AAMI News November 2019
Standards Spotlight: Revised MDS2 Expands Documentation of Security Control Features
The National Electrical Manufacturers Association (NEMA) has published a revision of its Manufacturer Disclosure Statement for Medical Device Security (MDS2), providing device manufacturers with an expanded and standardized form for collecting data about their products’ security capabilities for customers.
The updated MDS2 calls for medical device manufacturers to use a new spreadsheet, which is included in the document, to describe their products’ security features in order to ease healthcare delivery organizations’ (HDOs’) efforts to perform risk assessments and protect the data created, received, transmitted, or maintained by their medical devices. HDOs can use data in the new MDS2 form to compare equipment from different manufacturers and make informed purchasing decisions that comply with their security and privacy policies.

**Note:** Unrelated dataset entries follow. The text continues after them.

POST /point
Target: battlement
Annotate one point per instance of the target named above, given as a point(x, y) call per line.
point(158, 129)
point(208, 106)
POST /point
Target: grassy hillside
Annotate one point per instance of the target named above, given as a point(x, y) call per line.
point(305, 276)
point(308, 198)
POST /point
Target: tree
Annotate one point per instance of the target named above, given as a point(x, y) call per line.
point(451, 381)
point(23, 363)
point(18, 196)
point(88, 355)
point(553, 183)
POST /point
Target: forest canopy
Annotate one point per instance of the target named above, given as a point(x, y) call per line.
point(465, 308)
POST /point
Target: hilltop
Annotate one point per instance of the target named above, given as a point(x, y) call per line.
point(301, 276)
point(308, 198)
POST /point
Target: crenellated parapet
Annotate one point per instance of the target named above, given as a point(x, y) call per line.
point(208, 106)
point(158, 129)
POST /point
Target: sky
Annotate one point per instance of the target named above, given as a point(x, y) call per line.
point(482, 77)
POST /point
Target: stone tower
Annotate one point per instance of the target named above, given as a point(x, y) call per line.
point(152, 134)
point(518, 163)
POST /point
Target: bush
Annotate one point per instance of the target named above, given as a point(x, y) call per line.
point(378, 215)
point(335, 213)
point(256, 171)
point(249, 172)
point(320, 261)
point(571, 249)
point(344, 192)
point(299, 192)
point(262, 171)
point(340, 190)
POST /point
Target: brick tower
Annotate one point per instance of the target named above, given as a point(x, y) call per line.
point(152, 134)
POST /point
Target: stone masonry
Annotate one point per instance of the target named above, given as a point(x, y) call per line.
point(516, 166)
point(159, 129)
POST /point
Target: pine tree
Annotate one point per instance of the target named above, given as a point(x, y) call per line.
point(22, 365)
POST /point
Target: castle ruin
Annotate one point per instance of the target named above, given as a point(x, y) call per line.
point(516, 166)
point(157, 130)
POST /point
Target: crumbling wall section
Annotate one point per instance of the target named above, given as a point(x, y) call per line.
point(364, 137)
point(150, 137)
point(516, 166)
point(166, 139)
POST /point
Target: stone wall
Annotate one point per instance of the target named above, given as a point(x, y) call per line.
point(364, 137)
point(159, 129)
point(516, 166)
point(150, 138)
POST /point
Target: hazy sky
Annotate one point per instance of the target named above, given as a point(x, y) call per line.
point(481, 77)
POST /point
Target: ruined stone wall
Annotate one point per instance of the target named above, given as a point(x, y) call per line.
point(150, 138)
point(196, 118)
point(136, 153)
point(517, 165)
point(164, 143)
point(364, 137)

The standard, ANSI/NEMA HN 1-2019, Manufacturer Disclosure Statement for Medical Device Security, consists of the MDS2 form and instructions for completing it. The standard represents a joint effort of the Healthcare Information and Management Systems Society and NEMA, and the MDS2 revision was led by NEMA’s Medical Imaging and Technology Alliance (MITA).
What is AAMI’s involvement in revising MDS2?
AAMI was a member of the working group that developed the new MDS2 standard, ANSI/NEMA HN 1-2019. The MDS2 revision will lead to the revision of the AAMI/ISO 80001-2 series, which provides guidance on managing cybersecurity for health IT networks, in order to align it with the changes to the capabilities in the new MDS2.
New AAMI Webinar
There’s a new version of MDS2 in town!—Thursday, December 19
Join us for a webinar hosted by the Health Technology Alliance (HTA) to learn about the new version of the Manufacturer Disclosure Statement for Medical Device Security (MDS2) form and why it’s important for your organization. Learn more.
Sponsored by HTA—a joint alliance of AAMI, ACCE, and HIMSS
“The new MDS2 form will help people who are purchasing equipment to understand the security capabilities of the device,” said Zack Hornberger, director of cybersecurity and informatics at MITA and convener for the standard development group. “It can also be the primary document manufacturers use to communicate how a device will securely interact with a customer’s clinical environment, how it can be configured to support secure use, and how it can be networked. The new form also provides an opportunity for manufacturers to alert their customers to additional security documentation when it is available.”
The updated standard, very simply put, is a more comprehensive version of the original, containing more than twice as many security control questions and new sections on remote service and administration capabilities, connectivity capabilities, software roadmaps, the management of personally identifiable information, and the software bill of materials (SBOM).
An SBOM lists software components incorporated into a device and is intended to help the purchaser with operational security planning for their institution. This effort in software transparency has been supported by several federal agencies including the Food and Drug Administration (FDA). While an SBOM is not mandatory, the updated form contains space for a manufacturer to indicate a device has an SBOM and if it contains specific high-level components.
“This is a lot more information for HDOs and a lot more work for manufacturers,” said Hornberger. “However, the manufacturers involved with this process have been more than willing to provide this information because they know it’s what their customers need to make the best decisions about security and to enable safe and secure operation of the devices in their environment.”
The MDS2 revision is the result of more than two years of work by a 40-member canvass group. The group was led by Robert Horn, the principal investigator at Fairhaven Technology in Maynard, MA, and included stakeholders from industry, academia, providers, health information technology companies, pharmaceutical companies, and federal agencies.
Horn, who was part of the original MDS2 genesis, expects the new standard to be adopted quickly.
“The rate at which the new MDS2 is picked up will be driven a lot by customers,” Horn said. “If customers are asking for this information as part of their procurement documents, then vendors will fill in the MDS2 forms.”
The canvass group designed the revised MDS2 spreadsheet to be applicable to devices “great and small,” Horn said, from hand-held, battery-powered glucose monitors to artificial intelligence-driven computerized tomography scanners. The standard provides detailed instructions for how to complete the spreadsheet. However, the MDS2 does not specify service processes, support commitments, or other activities that are better addressed via a business contract.